L’optimisation fiscale : un enjeu pour les particuliers et les entreprises
Face à une fiscalité trop pesante, Frédéric Douet a également évoqué les possibilités d’optimisation fiscale, en restant dans un cadre légal. Pour les particuliers, il recommande d’exploiter les dispositifs existants, comme la déduction des frais réels pour les salariés. Il souligne cependant la nécessité de rigueur dans la gestion des justificatifs, car ces dispositifs sont souvent contrôlés par l’administration fiscale.
Pour les entreprises, il a mis en avant l’intérêt des pactes Dutreil pour faciliter les transmissions d’entreprises. Ces mécanismes permettent un abattement fiscal de 75% sur les droits de succession, évitant ainsi que les héritiers soient contraints de vendre des actifs pour régler les taxes.

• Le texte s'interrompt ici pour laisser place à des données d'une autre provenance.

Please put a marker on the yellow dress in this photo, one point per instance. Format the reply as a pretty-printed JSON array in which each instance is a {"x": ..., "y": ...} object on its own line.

La nécessité d’une refonte complète de la fiscalité
Interrogé sur les réformes nécessaires, Frédéric Douet a plaidé pour une remise à plat complète du système fiscal. Il estime que les impôts actuels, comme l’impôt sur le revenu ou les droits de succession, sont datés et inadaptés à l’économie moderne. Il propose d’envisager des alternatives, telles qu’une micro-taxe sur les transactions financières, qui pourrait remplacer des taxes lourdes comme les impôts de production.
Selon lui, cette refonte nécessiterait un travail sur le long terme, dépassant la durée d’un quinquennat. « Il faudrait revenir au septennat pour permettre aux gouvernements de mener des réformes ambitieuses sans être paralysés par l’échéance électorale », suggère-t-il.
Une fiscalité incitative plutôt que punitive
Enfin, Frédéric Douet a insisté sur l’importance de rendre la fiscalité plus incitative, notamment pour les entrepreneurs. Aujourd’hui, de nombreux chefs d’entreprise choisissent de fermer leur structure pour redevenir salariés, découragés par les charges sociales et fiscales. « Une fiscalité trop lourde asphyxie l’économie et incite à l’inaction », déplore-t-il.
Pour conclure, l’expert a exprimé un optimisme mesuré, tout en appelant à un pragmatisme fiscal : « Il est urgent de libérer les énergies économiques et d’optimiser l’utilisation des impôts. La situation actuelle n’est pas une fatalité, mais cela nécessite du temps, du courage et une vision globale. »
Ce live a permis de souligner les failles et les blocages du système fiscal français, tout en offrant des pistes pour construire une fiscalité plus juste et efficace. Une chose est certaine : le débat est loin d’être clos, mais il est indispensable pour l’avenir économique du pays.